Staying Organized When Your Brain Resists

You’ve done this before. You found the app, set up the lists, built the system. For a while, it worked. Then a difficult week hit, you fell behind, and the backlog sat there collecting guilt until it was easier to abandon the whole thing than face it.

So you started over. New tool, new method, same outcome. And somewhere along the way, you started to believe the problem was you.

It isn’t.

Most organizational systems are designed for someone who is rested, focused, and operating at full capacity every day. When that version of you doesn’t show up, the system breaks. When the system breaks, the blame lands on you. And when the blame lands enough times, you stop trusting yourself with systems at all.

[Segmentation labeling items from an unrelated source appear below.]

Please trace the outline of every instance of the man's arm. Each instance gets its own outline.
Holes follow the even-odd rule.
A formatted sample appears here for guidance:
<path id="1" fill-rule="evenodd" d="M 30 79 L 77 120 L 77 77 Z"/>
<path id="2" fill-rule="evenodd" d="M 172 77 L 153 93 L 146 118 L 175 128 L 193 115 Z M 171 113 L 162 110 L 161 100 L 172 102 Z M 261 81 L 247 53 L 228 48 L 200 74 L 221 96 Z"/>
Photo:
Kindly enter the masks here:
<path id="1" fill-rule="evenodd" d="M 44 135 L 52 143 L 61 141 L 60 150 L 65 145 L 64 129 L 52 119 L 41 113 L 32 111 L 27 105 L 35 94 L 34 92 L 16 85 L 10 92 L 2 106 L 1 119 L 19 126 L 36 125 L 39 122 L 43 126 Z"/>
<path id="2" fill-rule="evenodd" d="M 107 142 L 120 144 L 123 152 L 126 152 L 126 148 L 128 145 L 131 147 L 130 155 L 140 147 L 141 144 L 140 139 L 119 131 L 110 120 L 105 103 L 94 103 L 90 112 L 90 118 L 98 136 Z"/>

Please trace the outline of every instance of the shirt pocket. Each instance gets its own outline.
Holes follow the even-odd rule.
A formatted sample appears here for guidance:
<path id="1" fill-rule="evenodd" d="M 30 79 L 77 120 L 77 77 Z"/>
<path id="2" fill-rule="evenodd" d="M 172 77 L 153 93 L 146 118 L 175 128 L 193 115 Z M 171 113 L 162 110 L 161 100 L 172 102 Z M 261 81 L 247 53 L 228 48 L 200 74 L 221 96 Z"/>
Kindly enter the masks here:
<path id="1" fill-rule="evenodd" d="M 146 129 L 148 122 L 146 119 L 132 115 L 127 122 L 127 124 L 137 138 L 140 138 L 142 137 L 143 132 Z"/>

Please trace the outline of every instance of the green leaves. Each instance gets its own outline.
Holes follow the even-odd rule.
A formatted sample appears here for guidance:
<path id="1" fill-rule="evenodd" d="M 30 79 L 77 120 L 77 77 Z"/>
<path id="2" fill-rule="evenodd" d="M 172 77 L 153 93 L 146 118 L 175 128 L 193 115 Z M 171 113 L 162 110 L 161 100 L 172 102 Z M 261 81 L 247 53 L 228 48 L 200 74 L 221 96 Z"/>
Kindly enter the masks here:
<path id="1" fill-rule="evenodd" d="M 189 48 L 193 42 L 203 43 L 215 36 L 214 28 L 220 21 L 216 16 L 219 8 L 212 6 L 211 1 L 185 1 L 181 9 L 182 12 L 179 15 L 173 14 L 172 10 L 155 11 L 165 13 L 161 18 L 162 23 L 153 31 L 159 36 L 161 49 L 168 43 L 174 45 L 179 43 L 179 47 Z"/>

This book starts from a different place. The problem isn’t your discipline or your follow-through. The problem is that most systems are too fragile. They demand too much daily maintenance, too many small decisions, and too much catching up after any disruption. They are built for ideal conditions, and ideal conditions rarely show up.

The systems here are designed for your actual week, not the best version of it. They have minimum versions for low-capacity days. They have re-entry points for when you’ve been away entirely. They don’t require consistency in the rigid sense, and they don’t collapse the moment you stop paying attention to them.

If you’ve spent years cycling between building systems and abandoning them, convinced that organization is something other people can do and you simply can’t, this book offers a different explanation: you weren’t failing the system. The system was failing you.